Use a Task Map to Improve Your Team’s Performance
March 4, 2014 Editor 0
If you’ve noticed your team is functioning unevenly and its esprit de corps isn’t what you’d hoped, it’s time for you to ask yourself whether your people are deployed optimally.
Employees’ skills and interests can evolve over time, as can the goals of your group, so misalignment can happen without your noticing it. That person who was hired to do analysis but has blossomed into a first-rate motivator and loves working with groups: Is he still stuck in front of a computer doing analysis? Is the employee who was recruited as a trainer feeling frustrated because she has no opportunity to take advantage of her extraordinary talent for writing?
I’ve found that there’s a powerful way to answer questions like these: Create a task map.
A task map is a visual tool that allows you to see where skills are lacking or duplicated on a team. It can help you assign tasks that will take advantage of each person’s abilities and interests. I’ve seen task maps lead to a boost in productivity and employee satisfaction through what seemed like minor shifts in responsibilities. I’ve also seen them lead to major transformations after leaders discovered they didn’t have the right people for the work at hand.
Helen, the head of Human Resources for an organization with more than 20,000 employees, realized that members of her leadership team had been performing inconsistently: They excelled in some aspects of their jobs while coming up short in others. Customer complaints were on the rise, and she noticed collaboration fading and competition mounting.
The first thing she did was assess leadership team members’ skills by looking at their past accomplishments and the results of 360-degree assessments. Next, she listed their primary, secondary, and tertiary abilities on a whiteboard. This allowed her to see redundancies and gaps that had arisen over time. For example, four directors were strong in analysis but only one had well-developed project-management skills. And although the group was responsible for educating thousands of employees each year, there were only two people with a talent for training and teaching.
Helen then created a list of the HR department’s divisions and the tasks required for each one. She began drawing color-coded lines from team members’ talents to the tasks for which those talents were suited. The result looked like a jumble of Pick-Up Sticks—it got so messy she didn’t even complete the exercise.
She saw immediately that some directors’ skills were not well aligned with their current responsibilities. For example, Alex and Chris were better suited to each others’ positions. While both had experience as human resources generalists, Alex’s primary talents for writing and attention to detail were ideally suited for Chris’s work managing benefits and evaluating pay practices. Chris, meanwhile, was the only director with strong motivation skills and a customer-service orientation.
The need for a shift in responsibilities couldn’t have been more obvious. The extroverted Chris readily agreed to switch positions with Alex, because managing people played to his strengths and he found it much more enjoyable than managing contracts. Dealing with employees and clients had been draining for Alex, who found real satisfaction in performing detailed analyses and administering contracts.

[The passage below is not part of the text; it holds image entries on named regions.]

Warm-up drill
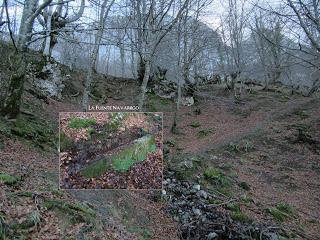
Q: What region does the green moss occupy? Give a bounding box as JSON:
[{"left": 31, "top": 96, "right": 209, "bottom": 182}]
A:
[
  {"left": 68, "top": 117, "right": 96, "bottom": 129},
  {"left": 11, "top": 115, "right": 58, "bottom": 150},
  {"left": 198, "top": 128, "right": 214, "bottom": 138},
  {"left": 267, "top": 203, "right": 293, "bottom": 222},
  {"left": 0, "top": 173, "right": 21, "bottom": 185},
  {"left": 43, "top": 199, "right": 96, "bottom": 223},
  {"left": 0, "top": 118, "right": 11, "bottom": 136},
  {"left": 190, "top": 121, "right": 201, "bottom": 128},
  {"left": 165, "top": 139, "right": 176, "bottom": 147},
  {"left": 81, "top": 158, "right": 111, "bottom": 178},
  {"left": 293, "top": 109, "right": 309, "bottom": 119},
  {"left": 0, "top": 213, "right": 8, "bottom": 240},
  {"left": 277, "top": 202, "right": 293, "bottom": 214},
  {"left": 226, "top": 203, "right": 240, "bottom": 212},
  {"left": 146, "top": 93, "right": 175, "bottom": 112},
  {"left": 231, "top": 212, "right": 252, "bottom": 222},
  {"left": 81, "top": 135, "right": 156, "bottom": 178},
  {"left": 203, "top": 167, "right": 231, "bottom": 187},
  {"left": 239, "top": 182, "right": 250, "bottom": 191},
  {"left": 59, "top": 131, "right": 74, "bottom": 152}
]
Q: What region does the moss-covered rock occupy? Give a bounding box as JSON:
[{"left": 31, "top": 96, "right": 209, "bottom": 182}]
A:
[
  {"left": 81, "top": 135, "right": 156, "bottom": 178},
  {"left": 0, "top": 173, "right": 21, "bottom": 186},
  {"left": 68, "top": 117, "right": 96, "bottom": 129}
]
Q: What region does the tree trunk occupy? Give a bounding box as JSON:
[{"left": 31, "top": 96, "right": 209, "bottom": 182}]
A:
[
  {"left": 1, "top": 0, "right": 38, "bottom": 119},
  {"left": 43, "top": 9, "right": 52, "bottom": 57},
  {"left": 1, "top": 53, "right": 26, "bottom": 119},
  {"left": 138, "top": 60, "right": 151, "bottom": 111}
]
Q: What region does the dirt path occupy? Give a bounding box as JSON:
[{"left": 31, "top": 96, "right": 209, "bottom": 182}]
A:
[{"left": 165, "top": 93, "right": 320, "bottom": 239}]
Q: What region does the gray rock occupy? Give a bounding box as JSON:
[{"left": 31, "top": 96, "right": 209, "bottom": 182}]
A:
[
  {"left": 197, "top": 190, "right": 208, "bottom": 199},
  {"left": 192, "top": 208, "right": 201, "bottom": 216},
  {"left": 207, "top": 232, "right": 218, "bottom": 240},
  {"left": 193, "top": 184, "right": 200, "bottom": 191}
]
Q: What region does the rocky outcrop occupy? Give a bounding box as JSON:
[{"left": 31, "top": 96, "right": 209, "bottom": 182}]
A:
[
  {"left": 162, "top": 172, "right": 279, "bottom": 240},
  {"left": 27, "top": 63, "right": 70, "bottom": 99}
]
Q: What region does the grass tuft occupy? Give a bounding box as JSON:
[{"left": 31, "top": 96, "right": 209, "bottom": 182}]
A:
[
  {"left": 68, "top": 117, "right": 96, "bottom": 129},
  {"left": 0, "top": 173, "right": 21, "bottom": 186}
]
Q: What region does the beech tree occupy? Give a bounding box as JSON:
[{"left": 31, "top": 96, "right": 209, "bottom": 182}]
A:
[
  {"left": 129, "top": 0, "right": 191, "bottom": 110},
  {"left": 37, "top": 0, "right": 85, "bottom": 57},
  {"left": 0, "top": 0, "right": 52, "bottom": 118},
  {"left": 82, "top": 0, "right": 115, "bottom": 111}
]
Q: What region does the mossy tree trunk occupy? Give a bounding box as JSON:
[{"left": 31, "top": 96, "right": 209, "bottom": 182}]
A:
[
  {"left": 0, "top": 0, "right": 52, "bottom": 119},
  {"left": 1, "top": 53, "right": 26, "bottom": 119}
]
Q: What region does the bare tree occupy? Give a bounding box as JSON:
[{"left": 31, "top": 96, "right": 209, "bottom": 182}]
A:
[
  {"left": 128, "top": 0, "right": 190, "bottom": 110},
  {"left": 82, "top": 0, "right": 115, "bottom": 111},
  {"left": 37, "top": 0, "right": 85, "bottom": 57},
  {"left": 0, "top": 0, "right": 52, "bottom": 118}
]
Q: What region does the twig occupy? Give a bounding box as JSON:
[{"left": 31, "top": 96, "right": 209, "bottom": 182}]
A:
[{"left": 207, "top": 198, "right": 237, "bottom": 208}]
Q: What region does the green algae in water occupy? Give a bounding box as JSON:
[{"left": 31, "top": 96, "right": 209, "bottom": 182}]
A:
[{"left": 81, "top": 135, "right": 156, "bottom": 178}]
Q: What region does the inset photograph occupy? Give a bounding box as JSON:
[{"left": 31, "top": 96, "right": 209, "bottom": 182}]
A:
[{"left": 59, "top": 112, "right": 163, "bottom": 189}]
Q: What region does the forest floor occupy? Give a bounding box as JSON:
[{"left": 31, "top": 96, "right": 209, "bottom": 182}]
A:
[
  {"left": 165, "top": 88, "right": 320, "bottom": 239},
  {"left": 0, "top": 50, "right": 320, "bottom": 240}
]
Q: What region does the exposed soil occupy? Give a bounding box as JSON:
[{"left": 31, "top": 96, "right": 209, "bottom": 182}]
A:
[{"left": 165, "top": 89, "right": 320, "bottom": 239}]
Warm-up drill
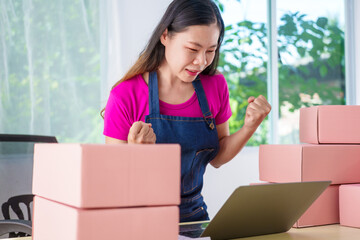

The task map, even in its incomplete form, also revealed other imbalances that were not so readily solved, so Helen convened her team for a daylong meeting to redistribute the workload. Rather than make changes unilaterally, she gave everyone a say—a smart move, because the discussion led to a better all-around understanding of people’s skills and interests and engendered loyalty and goodwill.
The meeting led to a number of changes. For example, the team realized that HR’s increasing workload required the creation of two positions to handle logistics and program management. These new people would, in turn, free the directors to make better use of their own expertise.
After that pivotal session, Helen provided tools and training so that team members could succeed in their roles. The leadership team continued to meet regularly to make sure all members had ample opportunities to use their talents fully and to take on projects they enjoyed. (They also rotated responsibility for finding a fun activity for these quarterly sessions—their last meeting ended with a pool tournament.)
I checked in with Helen a year later. She reported improved performance and increased job satisfaction on the part of most of her directors. One person had left, which gave her an opportunity to fill a customer-service skills gap that had been identified in the initial task-mapping exercise. She created a second task map to visualize the changes. Not only had Helen better deployed her staff, the group had identified synergies across divisions and created opportunities for collaboration among directors. Afterward, several department heads, her key customers, told her they had noticed an improvement in the level of service her team provided.
Helen’s critical move in all this was focusing on deployment. She saw the daily harm that comes from allowing people’s abilities and responsibilities to become misaligned. She realized that people are happier and more productive if they have regular opportunities to use their skills and pursue their interests.
You may be surprised at the productivity and morale boost you can get from giving people some control over their work lives. Ensuring good alignment of skills and tasks creates an environment that encourages passion, productivity, and enjoyment, leading to sustained high performance and reduced turnover.